Eles saíram e deram alô para nós:
'Olha, o problema é esse!'
Ai, na hora do almoço, todo mundo lá fora. Ai a gente:
'Agora nós temos que cumprir a nossa...'
Rapaz, se você soubesse a tensão que eu vivi, que eu entrei para a fábrica e fui direto para o banheiro, esvaziar a cabeça e tudo, a adrenalina, tenssissimo, falei:
'E se não parar?'
Tocou a sirene, o maior silêncio que tinha na fábrica. Todo mundo parado. Ai, eu discretamente, caminhando, fui lá na seção, daí tinha uns caras de 35 anos de fábrica, tudo parado. Falei:
'Que beleza!'
Ai, chegou o cara:
'Mas o que que houve?'
Falamos:
'Ah, paralisação, paga os caras que ai nós voltamos a trabalhar'.
'Não, mas eles podem procurar os direitos'.
'Não, não, pagar agora ou então nós não voltamos a trabalhar'.
Ai a empresa resolveu chamar o DOPS, 1963. Ai chega os caras do DOPS, o cara chegou para mim, eu estava perto da porta, onde era, onde eu trabalhava, deve ter sido em agosto, por ai... Ai, ele falou:
'Por que que você não está trabalhando?'
Ai eu falei:
'Porque ninguém está trabalhando'.
'Então vai trabalhar!'
Falei:
'Eu não, vou apanhar da turma?
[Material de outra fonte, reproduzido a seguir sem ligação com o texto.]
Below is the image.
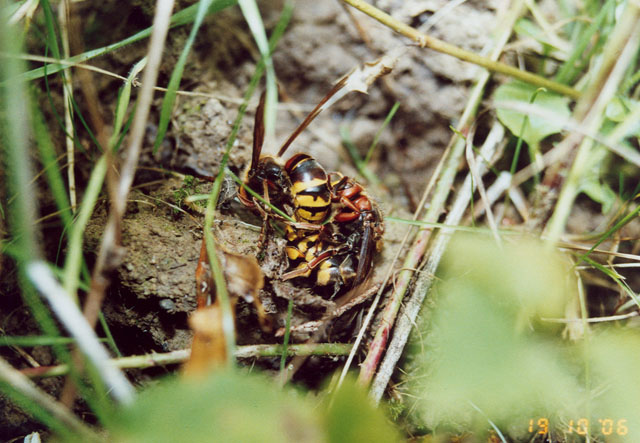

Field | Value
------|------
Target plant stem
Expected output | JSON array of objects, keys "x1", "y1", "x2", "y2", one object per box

[
  {"x1": 342, "y1": 0, "x2": 580, "y2": 98},
  {"x1": 20, "y1": 343, "x2": 352, "y2": 377}
]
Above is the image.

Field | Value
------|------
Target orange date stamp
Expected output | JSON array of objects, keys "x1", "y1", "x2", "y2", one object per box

[{"x1": 528, "y1": 417, "x2": 629, "y2": 436}]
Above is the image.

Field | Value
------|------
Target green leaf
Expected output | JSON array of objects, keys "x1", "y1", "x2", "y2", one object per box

[
  {"x1": 6, "y1": 0, "x2": 237, "y2": 85},
  {"x1": 580, "y1": 146, "x2": 616, "y2": 214},
  {"x1": 326, "y1": 379, "x2": 401, "y2": 443},
  {"x1": 238, "y1": 0, "x2": 278, "y2": 140},
  {"x1": 605, "y1": 96, "x2": 640, "y2": 125},
  {"x1": 407, "y1": 234, "x2": 640, "y2": 441},
  {"x1": 513, "y1": 18, "x2": 558, "y2": 49},
  {"x1": 112, "y1": 372, "x2": 325, "y2": 443},
  {"x1": 153, "y1": 0, "x2": 219, "y2": 154},
  {"x1": 494, "y1": 81, "x2": 571, "y2": 145}
]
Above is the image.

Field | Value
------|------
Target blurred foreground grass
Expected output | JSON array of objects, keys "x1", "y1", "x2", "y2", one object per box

[{"x1": 407, "y1": 235, "x2": 640, "y2": 441}]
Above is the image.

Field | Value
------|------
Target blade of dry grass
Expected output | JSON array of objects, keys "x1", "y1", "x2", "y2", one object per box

[
  {"x1": 26, "y1": 261, "x2": 135, "y2": 404},
  {"x1": 350, "y1": 1, "x2": 524, "y2": 401},
  {"x1": 84, "y1": 0, "x2": 178, "y2": 327},
  {"x1": 545, "y1": 2, "x2": 640, "y2": 247},
  {"x1": 342, "y1": 0, "x2": 580, "y2": 98}
]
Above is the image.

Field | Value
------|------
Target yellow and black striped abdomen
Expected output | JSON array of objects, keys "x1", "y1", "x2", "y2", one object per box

[{"x1": 285, "y1": 154, "x2": 331, "y2": 223}]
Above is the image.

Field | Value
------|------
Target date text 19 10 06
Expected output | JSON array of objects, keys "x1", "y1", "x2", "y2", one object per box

[{"x1": 527, "y1": 417, "x2": 629, "y2": 436}]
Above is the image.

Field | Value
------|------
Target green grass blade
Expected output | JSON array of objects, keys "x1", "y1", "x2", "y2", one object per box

[
  {"x1": 204, "y1": 2, "x2": 293, "y2": 366},
  {"x1": 555, "y1": 0, "x2": 616, "y2": 84},
  {"x1": 5, "y1": 0, "x2": 237, "y2": 81},
  {"x1": 153, "y1": 0, "x2": 220, "y2": 154},
  {"x1": 238, "y1": 0, "x2": 278, "y2": 140},
  {"x1": 109, "y1": 57, "x2": 147, "y2": 151},
  {"x1": 364, "y1": 102, "x2": 400, "y2": 165},
  {"x1": 340, "y1": 125, "x2": 380, "y2": 185},
  {"x1": 0, "y1": 335, "x2": 75, "y2": 348},
  {"x1": 62, "y1": 156, "x2": 107, "y2": 301},
  {"x1": 30, "y1": 97, "x2": 73, "y2": 231}
]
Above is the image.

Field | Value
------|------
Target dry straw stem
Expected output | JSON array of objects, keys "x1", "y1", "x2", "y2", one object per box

[
  {"x1": 358, "y1": 1, "x2": 524, "y2": 401},
  {"x1": 0, "y1": 358, "x2": 95, "y2": 439},
  {"x1": 58, "y1": 0, "x2": 78, "y2": 213},
  {"x1": 84, "y1": 0, "x2": 173, "y2": 327},
  {"x1": 26, "y1": 261, "x2": 135, "y2": 404},
  {"x1": 546, "y1": 1, "x2": 640, "y2": 243},
  {"x1": 343, "y1": 0, "x2": 580, "y2": 98},
  {"x1": 20, "y1": 343, "x2": 352, "y2": 377}
]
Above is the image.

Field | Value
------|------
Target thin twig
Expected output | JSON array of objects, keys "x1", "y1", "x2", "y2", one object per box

[
  {"x1": 20, "y1": 343, "x2": 353, "y2": 377},
  {"x1": 356, "y1": 1, "x2": 523, "y2": 400},
  {"x1": 58, "y1": 0, "x2": 78, "y2": 213},
  {"x1": 370, "y1": 122, "x2": 504, "y2": 402},
  {"x1": 545, "y1": 6, "x2": 640, "y2": 247},
  {"x1": 26, "y1": 261, "x2": 135, "y2": 404},
  {"x1": 342, "y1": 0, "x2": 580, "y2": 98},
  {"x1": 84, "y1": 0, "x2": 178, "y2": 327},
  {"x1": 465, "y1": 125, "x2": 504, "y2": 245}
]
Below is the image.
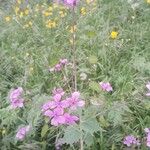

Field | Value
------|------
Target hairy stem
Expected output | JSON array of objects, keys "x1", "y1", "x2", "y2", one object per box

[{"x1": 72, "y1": 7, "x2": 77, "y2": 91}]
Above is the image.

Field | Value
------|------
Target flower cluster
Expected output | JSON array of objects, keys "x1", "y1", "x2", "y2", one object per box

[
  {"x1": 99, "y1": 82, "x2": 113, "y2": 92},
  {"x1": 145, "y1": 128, "x2": 150, "y2": 147},
  {"x1": 146, "y1": 82, "x2": 150, "y2": 96},
  {"x1": 42, "y1": 89, "x2": 85, "y2": 126},
  {"x1": 9, "y1": 87, "x2": 24, "y2": 108},
  {"x1": 64, "y1": 0, "x2": 77, "y2": 7},
  {"x1": 49, "y1": 59, "x2": 68, "y2": 72},
  {"x1": 123, "y1": 135, "x2": 140, "y2": 147},
  {"x1": 16, "y1": 126, "x2": 30, "y2": 140}
]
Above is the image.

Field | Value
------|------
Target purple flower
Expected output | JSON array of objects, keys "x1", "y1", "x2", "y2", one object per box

[
  {"x1": 59, "y1": 59, "x2": 68, "y2": 65},
  {"x1": 67, "y1": 92, "x2": 85, "y2": 110},
  {"x1": 99, "y1": 82, "x2": 113, "y2": 92},
  {"x1": 52, "y1": 88, "x2": 65, "y2": 96},
  {"x1": 64, "y1": 113, "x2": 79, "y2": 125},
  {"x1": 16, "y1": 126, "x2": 30, "y2": 140},
  {"x1": 9, "y1": 87, "x2": 24, "y2": 108},
  {"x1": 42, "y1": 101, "x2": 55, "y2": 112},
  {"x1": 54, "y1": 64, "x2": 62, "y2": 72},
  {"x1": 123, "y1": 135, "x2": 140, "y2": 147},
  {"x1": 146, "y1": 82, "x2": 150, "y2": 96},
  {"x1": 49, "y1": 108, "x2": 65, "y2": 126},
  {"x1": 144, "y1": 128, "x2": 150, "y2": 147},
  {"x1": 64, "y1": 0, "x2": 77, "y2": 7}
]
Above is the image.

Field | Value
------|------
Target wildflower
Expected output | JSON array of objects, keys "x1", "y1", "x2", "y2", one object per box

[
  {"x1": 44, "y1": 108, "x2": 65, "y2": 126},
  {"x1": 9, "y1": 87, "x2": 24, "y2": 108},
  {"x1": 144, "y1": 128, "x2": 150, "y2": 147},
  {"x1": 99, "y1": 82, "x2": 113, "y2": 92},
  {"x1": 80, "y1": 7, "x2": 86, "y2": 15},
  {"x1": 24, "y1": 9, "x2": 29, "y2": 15},
  {"x1": 69, "y1": 25, "x2": 77, "y2": 33},
  {"x1": 110, "y1": 31, "x2": 118, "y2": 39},
  {"x1": 59, "y1": 59, "x2": 68, "y2": 65},
  {"x1": 67, "y1": 92, "x2": 85, "y2": 110},
  {"x1": 146, "y1": 0, "x2": 150, "y2": 4},
  {"x1": 16, "y1": 126, "x2": 30, "y2": 140},
  {"x1": 28, "y1": 21, "x2": 33, "y2": 27},
  {"x1": 52, "y1": 88, "x2": 65, "y2": 96},
  {"x1": 123, "y1": 135, "x2": 140, "y2": 147},
  {"x1": 55, "y1": 64, "x2": 62, "y2": 71},
  {"x1": 43, "y1": 11, "x2": 53, "y2": 17},
  {"x1": 15, "y1": 7, "x2": 20, "y2": 15},
  {"x1": 64, "y1": 0, "x2": 77, "y2": 7},
  {"x1": 63, "y1": 113, "x2": 79, "y2": 125},
  {"x1": 5, "y1": 16, "x2": 11, "y2": 22},
  {"x1": 46, "y1": 20, "x2": 56, "y2": 28},
  {"x1": 146, "y1": 82, "x2": 150, "y2": 96},
  {"x1": 19, "y1": 12, "x2": 24, "y2": 18},
  {"x1": 80, "y1": 73, "x2": 87, "y2": 80},
  {"x1": 59, "y1": 10, "x2": 67, "y2": 18}
]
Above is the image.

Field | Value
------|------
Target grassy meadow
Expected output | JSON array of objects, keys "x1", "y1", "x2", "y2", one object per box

[{"x1": 0, "y1": 0, "x2": 150, "y2": 150}]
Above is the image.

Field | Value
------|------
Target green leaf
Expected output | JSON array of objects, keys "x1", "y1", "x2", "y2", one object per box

[
  {"x1": 89, "y1": 81, "x2": 100, "y2": 92},
  {"x1": 89, "y1": 55, "x2": 98, "y2": 64},
  {"x1": 62, "y1": 126, "x2": 81, "y2": 145},
  {"x1": 41, "y1": 124, "x2": 49, "y2": 138},
  {"x1": 81, "y1": 118, "x2": 101, "y2": 135}
]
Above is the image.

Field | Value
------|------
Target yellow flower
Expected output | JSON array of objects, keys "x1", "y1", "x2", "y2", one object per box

[
  {"x1": 80, "y1": 7, "x2": 86, "y2": 15},
  {"x1": 69, "y1": 25, "x2": 77, "y2": 33},
  {"x1": 59, "y1": 11, "x2": 67, "y2": 18},
  {"x1": 24, "y1": 9, "x2": 29, "y2": 15},
  {"x1": 5, "y1": 16, "x2": 11, "y2": 22},
  {"x1": 48, "y1": 6, "x2": 53, "y2": 11},
  {"x1": 146, "y1": 0, "x2": 150, "y2": 4},
  {"x1": 46, "y1": 20, "x2": 56, "y2": 28},
  {"x1": 110, "y1": 31, "x2": 118, "y2": 39},
  {"x1": 15, "y1": 7, "x2": 20, "y2": 15}
]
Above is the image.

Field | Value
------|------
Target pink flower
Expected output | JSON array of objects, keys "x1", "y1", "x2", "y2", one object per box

[
  {"x1": 16, "y1": 126, "x2": 30, "y2": 140},
  {"x1": 42, "y1": 101, "x2": 55, "y2": 112},
  {"x1": 52, "y1": 88, "x2": 65, "y2": 96},
  {"x1": 64, "y1": 113, "x2": 79, "y2": 125},
  {"x1": 67, "y1": 92, "x2": 85, "y2": 110},
  {"x1": 45, "y1": 108, "x2": 65, "y2": 126},
  {"x1": 9, "y1": 87, "x2": 24, "y2": 108},
  {"x1": 54, "y1": 64, "x2": 62, "y2": 72},
  {"x1": 99, "y1": 82, "x2": 113, "y2": 92},
  {"x1": 123, "y1": 135, "x2": 140, "y2": 147},
  {"x1": 146, "y1": 82, "x2": 150, "y2": 96},
  {"x1": 64, "y1": 0, "x2": 77, "y2": 7},
  {"x1": 144, "y1": 128, "x2": 150, "y2": 147}
]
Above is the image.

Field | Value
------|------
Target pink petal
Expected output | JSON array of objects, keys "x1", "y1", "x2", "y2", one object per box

[
  {"x1": 146, "y1": 82, "x2": 150, "y2": 90},
  {"x1": 77, "y1": 101, "x2": 85, "y2": 107},
  {"x1": 51, "y1": 118, "x2": 59, "y2": 126},
  {"x1": 72, "y1": 92, "x2": 80, "y2": 99},
  {"x1": 146, "y1": 93, "x2": 150, "y2": 96},
  {"x1": 53, "y1": 94, "x2": 61, "y2": 101},
  {"x1": 44, "y1": 110, "x2": 53, "y2": 118}
]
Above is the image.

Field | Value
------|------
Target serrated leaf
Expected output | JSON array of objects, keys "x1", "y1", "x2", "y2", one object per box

[
  {"x1": 89, "y1": 81, "x2": 100, "y2": 92},
  {"x1": 41, "y1": 124, "x2": 49, "y2": 138},
  {"x1": 89, "y1": 55, "x2": 98, "y2": 64}
]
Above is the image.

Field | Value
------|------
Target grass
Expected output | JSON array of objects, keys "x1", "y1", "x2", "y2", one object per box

[{"x1": 0, "y1": 0, "x2": 150, "y2": 150}]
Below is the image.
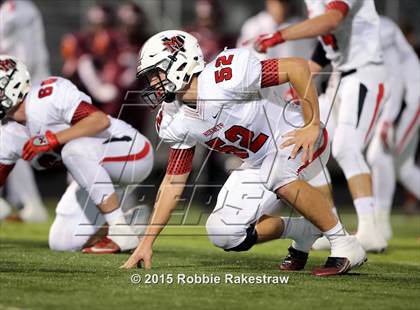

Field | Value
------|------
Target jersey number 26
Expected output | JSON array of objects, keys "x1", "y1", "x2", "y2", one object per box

[{"x1": 214, "y1": 55, "x2": 233, "y2": 83}]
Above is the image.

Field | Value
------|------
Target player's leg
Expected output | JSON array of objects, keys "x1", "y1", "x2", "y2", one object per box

[
  {"x1": 206, "y1": 169, "x2": 320, "y2": 260},
  {"x1": 367, "y1": 126, "x2": 396, "y2": 240},
  {"x1": 80, "y1": 130, "x2": 153, "y2": 253},
  {"x1": 61, "y1": 137, "x2": 138, "y2": 251},
  {"x1": 332, "y1": 66, "x2": 388, "y2": 252},
  {"x1": 206, "y1": 169, "x2": 282, "y2": 251},
  {"x1": 7, "y1": 160, "x2": 48, "y2": 222},
  {"x1": 261, "y1": 126, "x2": 366, "y2": 275},
  {"x1": 0, "y1": 196, "x2": 12, "y2": 221},
  {"x1": 48, "y1": 181, "x2": 105, "y2": 251},
  {"x1": 309, "y1": 167, "x2": 338, "y2": 251},
  {"x1": 395, "y1": 106, "x2": 420, "y2": 199}
]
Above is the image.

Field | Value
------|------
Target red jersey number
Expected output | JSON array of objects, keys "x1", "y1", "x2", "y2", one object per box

Sou novo aqui,vou apanhar da turma...'
Ai o cara foi andando, andando, conversando comum, com outro, ai, quando eles deram a volta na fábrica, chamaram o gerente e falaram:
'Oh, esse problema aqui é problema trabalhista, é problema de vocês, resolvam o problema, não tem nada haver conosco'.
E disse para o cara lá:
'Com esse salário que vocês estão ganhando, eu também pararia'.
Bom, enfim essa foi uma. Dois meses depois fizemos outra.
Essa reunião que aconteceu com 150 pessoas foi por reivindicações trabalhistas?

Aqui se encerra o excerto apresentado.